Dies gab natürlich Anlass zur Besorgnis, da die oft einfachen „mittelamerikanischen“ Trump-Wähler von den Mainstream-Medien und im öffentlichen Diskurs zunehmend mit „Terrorismus“ in Verbindung gebracht wurden – insbesondere angesichts der Ereignisse vom 6. Januar, die auch einige führende Republikaner als „Terroranschlag“ zu bezeichnen begannen. Prominente liberale Experten, zum Beispiel bei MSNBC und anderen Sendern, begannen zu behaupten, der 6. Januar sei „schlimmer als 9/11“.

Nun ist die Biden-Regierung bereit, dem Justizministerium mehr Durchsetzungskraft bei der Bekämpfung dieser vermeintlichen Bedrohung Nr. 1 für die Nation zu verleihen, indem sie eine neue Spezialeinheit einrichtet, die sich mit dem befassen soll, was im weitesten Sinne als „inländischer Terrorismus“ definiert wird – ganz gleich, wie locker mit diesem Begriff in Washington umgegangen wird.

„Das Justizministerium richtet eine Spezialeinheit ein, die sich mit inländischem Terrorismus befasst, sagte der oberste Beamte des Ministeriums für nationale Sicherheit den Gesetzgebern am Dienstag, als er eine erhöhte Bedrohung durch gewalttätige Extremisten in den Vereinigten Staaten beschrieb“, berichtet die Associated Press am Dienstag.

Die Einheit wird als notwendig bezeichnet, um die „mehr als doppelt so hohe“ Zahl von Verdachtsfällen auf gewalttätigen Extremismus zu bewältigen, die seit dem Frühjahr 2020 aufgetaucht sind, wie der stellvertretende Generalstaatsanwalt Matthew Olsen diese Woche vor dem Kongress aussagte.

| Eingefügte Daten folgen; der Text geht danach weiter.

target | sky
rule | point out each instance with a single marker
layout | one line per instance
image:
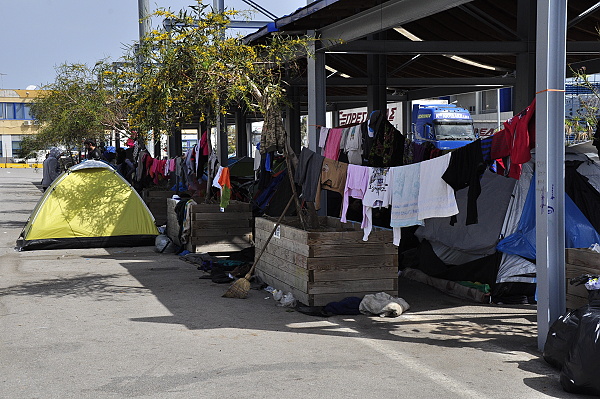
(39, 35)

„Wir sehen eine wachsende Bedrohung durch Personen, die rassistisch motiviert sind, sowie durch Personen, die sich extremistischen, regierungs- und autoritätsfeindlichen Ideologien verschrieben haben“, erklärte Olsen.

Die Spezialeinheit für inländischen Terrorismus sei außerdem notwendig, um „unseren bestehenden Ansatz zu ergänzen“ – obwohl das DOJ bereits eine Abteilung für Terrorismusbekämpfung in der Abteilung für nationale Sicherheit hat und solche Fälle seit langem auch von FBI-Einheiten bearbeitet werden.